Formato: Online Artículo Texto
Lenguaje:English
Publicado: BioMed Central 2019
Materias:
Acceso en línea:https://www.ncbi.nlm.nih.gov/pmc/articles/PMC6424007/
https://www.ncbi.nlm.nih.gov/pubmed/30885277
http://dx.doi.org/10.1186/s13063-019-3251-5
Descripción
Sumario:BACKGROUND: The logrank test and the Cox proportional hazards model are routinely applied in the design and analysis of randomised controlled trials (RCTs) with time-to-event outcomes. Usually, sample size and power calculations assume proportional hazards (PH) of the treatment effect, i.e. the hazard ratio is constant over the entire follow-up period. If the PH assumption fails, the power of the logrank/Cox test may be reduced, sometimes severely. It is, therefore, important to understand how serious this can become in real trials, and for a proven, alternative test to be available to increase the robustness of the primary test.

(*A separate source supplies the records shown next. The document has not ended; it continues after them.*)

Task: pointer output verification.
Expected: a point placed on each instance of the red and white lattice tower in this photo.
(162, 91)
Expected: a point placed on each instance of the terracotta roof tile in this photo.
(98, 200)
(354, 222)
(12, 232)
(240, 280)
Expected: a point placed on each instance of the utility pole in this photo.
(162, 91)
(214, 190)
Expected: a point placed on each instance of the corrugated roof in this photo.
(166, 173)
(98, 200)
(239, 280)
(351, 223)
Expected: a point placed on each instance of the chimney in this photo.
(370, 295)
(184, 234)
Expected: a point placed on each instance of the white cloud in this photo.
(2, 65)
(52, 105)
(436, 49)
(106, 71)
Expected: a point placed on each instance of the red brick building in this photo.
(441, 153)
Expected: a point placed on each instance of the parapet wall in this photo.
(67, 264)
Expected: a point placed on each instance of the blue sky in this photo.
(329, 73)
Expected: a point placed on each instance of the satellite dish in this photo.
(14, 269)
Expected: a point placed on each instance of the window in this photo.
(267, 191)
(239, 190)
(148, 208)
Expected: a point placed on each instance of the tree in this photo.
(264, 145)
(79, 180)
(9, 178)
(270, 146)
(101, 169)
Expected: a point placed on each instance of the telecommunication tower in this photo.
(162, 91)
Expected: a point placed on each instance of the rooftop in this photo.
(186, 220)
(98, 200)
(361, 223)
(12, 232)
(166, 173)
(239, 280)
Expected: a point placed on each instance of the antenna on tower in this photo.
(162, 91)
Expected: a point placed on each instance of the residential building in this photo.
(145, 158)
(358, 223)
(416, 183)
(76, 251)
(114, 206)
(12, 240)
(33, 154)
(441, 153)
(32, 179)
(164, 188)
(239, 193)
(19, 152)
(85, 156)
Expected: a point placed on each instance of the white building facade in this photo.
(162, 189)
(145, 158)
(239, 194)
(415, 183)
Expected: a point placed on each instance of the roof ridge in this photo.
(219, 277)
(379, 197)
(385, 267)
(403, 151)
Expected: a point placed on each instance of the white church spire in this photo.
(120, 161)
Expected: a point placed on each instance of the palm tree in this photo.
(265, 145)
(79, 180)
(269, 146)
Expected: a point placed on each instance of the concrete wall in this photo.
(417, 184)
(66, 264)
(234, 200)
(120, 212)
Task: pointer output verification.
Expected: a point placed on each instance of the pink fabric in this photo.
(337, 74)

METHODS: We performed a systematic search to identify relevant articles in four leading medical journals that publish results of phase 3 clinical trials. Altogether, 50 articles satisfied our inclusion criteria. We digitised published Kaplan–Meier curves and created approximations to the original times to event or censoring at the individual patient level. Using the reconstructed data, we tested for non-PH in all 50 trials. We compared the results from the logrank/Cox test with those from the combined test recently proposed by Royston and Parmar. RESULTS: The PH assumption was checked and reported only in 28% of the studies. Evidence of non-PH at the 0.10 level was detected in 31% of comparisons. The Cox test of the treatment effect was significant at the 0.05 level in 49% of comparisons, and the combined test in 55%. In four of five trials with discordant results, the interpretation would have changed had the combined test been used. The degree of non-PH and the dominance of the p value for the combined test were strongly associated. Graphical investigation suggested that non-PH was mostly due to a treatment effect manifesting in an early follow-up and disappearing later. CONCLUSIONS: The evidence for non-PH is checked (and, hence, identified) in only a small minority of RCTs, but non-PH may be present in a substantial fraction of such trials. In our reanalysis of the reconstructed data from 50 trials, the combined test outperformed the Cox test overall. The combined test is a promising approach to making trial design and analysis more robust.